European Case Law Identifier: ECLI:AT:OGH0002:2024:0050OB00105.24P.1218.000
Rechtsgebiet: Zivilrecht
Fachgebiet: Wohnungseigentumsrecht
Entscheidungsart: Ordentliche Erledigung (Sachentscheidung)
Spruch:
Dem Revisionsrekurs wird nicht Folge gegeben.
Die Antragsgegnerin ist schuldig, der Erstantragstellerin die mit 180 EUR bestimmten Kosten der Revisionsrekursbeantwortung binnen 14 Tagen zu ersetzen.

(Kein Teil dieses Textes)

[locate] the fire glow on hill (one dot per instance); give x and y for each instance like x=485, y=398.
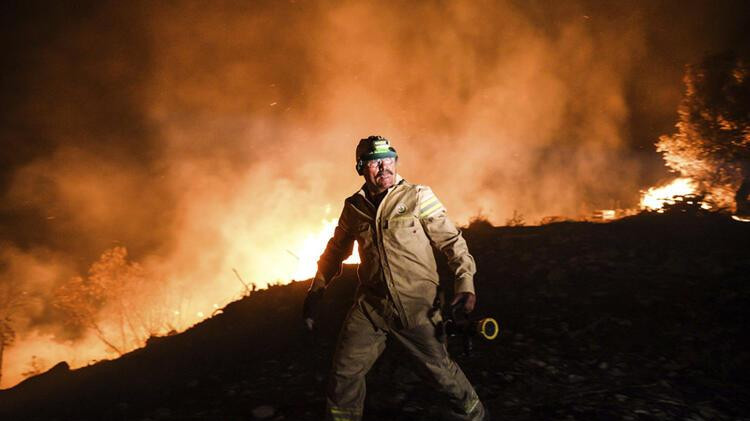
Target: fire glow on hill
x=158, y=153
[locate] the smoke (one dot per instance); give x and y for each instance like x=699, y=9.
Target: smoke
x=205, y=137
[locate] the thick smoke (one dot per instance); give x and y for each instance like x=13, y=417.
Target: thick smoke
x=210, y=136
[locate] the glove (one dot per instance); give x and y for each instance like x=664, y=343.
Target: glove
x=469, y=301
x=310, y=308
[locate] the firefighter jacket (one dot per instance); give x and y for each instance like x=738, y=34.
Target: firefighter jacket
x=396, y=243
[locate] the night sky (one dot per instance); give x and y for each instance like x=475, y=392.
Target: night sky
x=172, y=128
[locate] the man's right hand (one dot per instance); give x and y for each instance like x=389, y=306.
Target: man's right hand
x=310, y=308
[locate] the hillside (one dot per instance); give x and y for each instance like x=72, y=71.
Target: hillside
x=638, y=319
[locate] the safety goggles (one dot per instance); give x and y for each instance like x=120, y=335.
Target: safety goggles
x=374, y=163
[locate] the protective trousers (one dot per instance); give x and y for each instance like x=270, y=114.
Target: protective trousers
x=362, y=340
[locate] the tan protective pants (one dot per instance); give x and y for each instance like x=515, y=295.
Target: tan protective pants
x=362, y=340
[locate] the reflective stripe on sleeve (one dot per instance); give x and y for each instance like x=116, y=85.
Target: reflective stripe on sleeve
x=345, y=414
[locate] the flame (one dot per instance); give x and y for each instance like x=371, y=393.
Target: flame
x=656, y=197
x=310, y=249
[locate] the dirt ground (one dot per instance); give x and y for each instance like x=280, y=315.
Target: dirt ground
x=639, y=319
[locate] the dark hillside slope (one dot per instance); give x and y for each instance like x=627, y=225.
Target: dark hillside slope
x=642, y=319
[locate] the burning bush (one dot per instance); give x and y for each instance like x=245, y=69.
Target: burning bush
x=712, y=143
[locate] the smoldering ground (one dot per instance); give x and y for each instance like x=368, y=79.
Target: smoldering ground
x=204, y=137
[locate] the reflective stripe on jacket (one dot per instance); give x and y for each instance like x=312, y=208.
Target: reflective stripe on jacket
x=395, y=248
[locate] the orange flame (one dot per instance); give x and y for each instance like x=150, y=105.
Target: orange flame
x=655, y=198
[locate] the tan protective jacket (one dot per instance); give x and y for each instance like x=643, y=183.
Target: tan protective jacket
x=395, y=249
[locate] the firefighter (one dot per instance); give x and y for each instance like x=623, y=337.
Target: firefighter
x=395, y=224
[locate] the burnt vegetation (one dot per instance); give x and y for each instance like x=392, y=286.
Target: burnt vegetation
x=641, y=318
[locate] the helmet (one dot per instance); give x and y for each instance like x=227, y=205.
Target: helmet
x=373, y=147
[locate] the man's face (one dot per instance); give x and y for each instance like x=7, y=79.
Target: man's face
x=380, y=174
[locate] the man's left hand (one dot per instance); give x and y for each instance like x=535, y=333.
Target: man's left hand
x=469, y=299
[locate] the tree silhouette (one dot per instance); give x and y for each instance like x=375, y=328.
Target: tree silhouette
x=108, y=285
x=712, y=142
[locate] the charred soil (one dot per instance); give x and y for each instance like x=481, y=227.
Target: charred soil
x=637, y=319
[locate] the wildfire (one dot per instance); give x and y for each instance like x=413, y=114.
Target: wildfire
x=310, y=249
x=655, y=198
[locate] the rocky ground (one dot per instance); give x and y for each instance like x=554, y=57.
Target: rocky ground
x=638, y=319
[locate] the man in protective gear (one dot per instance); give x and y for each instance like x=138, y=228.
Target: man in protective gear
x=396, y=225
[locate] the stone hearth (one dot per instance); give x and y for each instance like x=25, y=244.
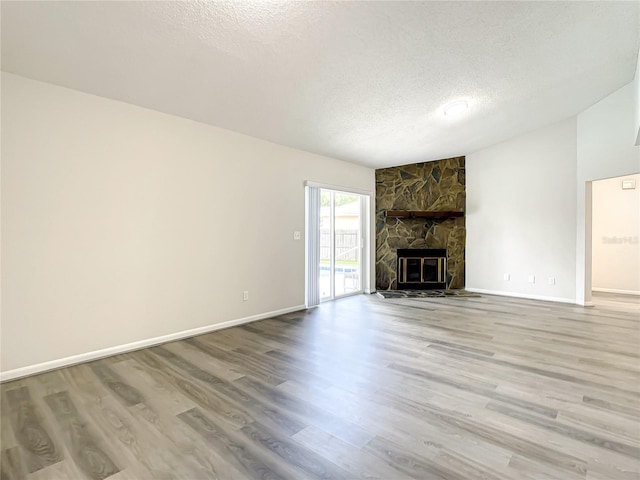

Die Revisionsrekursbeantwortung wird, insoweit sie vom Zweitantragsteller erstattet wurde, zurückgewiesen.
Begründung:
[1] Die Erstantragstellerin als Mieterin und die Antragsgegnerin als Vermieterin schlossen am 15. 3. 2018 einen Mietvertrag über eine Wohnung in Wien. Dieses Mietverhältnis begann am 15. 3. 2018 und wurde auf vier Jahre befristet. Als monatlicher Hauptmietzins wurde ein Betrag von 420 EUR (netto) vereinbart.
[2] Am 17. 11. 2020 schloss der Zweitantragsteller mit der Antragsgegnerin eine als „Zusatzvereinbarung zu dem Mietvertrag für das Objekt [...]“ bezeichnete Vereinbarung, wonach der Zweitantragsteller in den Mietvertrag der Erstantragstellerin eintrat und sämtliche Rechte und Pflichten aus diesem Mietvertrag mit 1. 12. 2020 auf ihn übergingen. Sämtliche Bestimmungen des Mietvertrags, insbesondere jene über die Befristung des Vertrags bis 14. 3. 2022, sollten bestehen bleiben. Die Erstantragstellerin trat dieser Vereinbarung bei und verzichtete zu Gunsten des Zweitantragstellers auf ihre Mietrechte. Der Zweitantragsteller und die Antragsgegnerin vereinbarten unter einem einen neuen Hauptmietzins von 480 EUR (netto) pro Monat ab 1. 12. 2020, der dem Zweitantragsteller auch bis zum Ende des Mietverhältnisses am 28. 2. 2022 vorgeschrieben wurde.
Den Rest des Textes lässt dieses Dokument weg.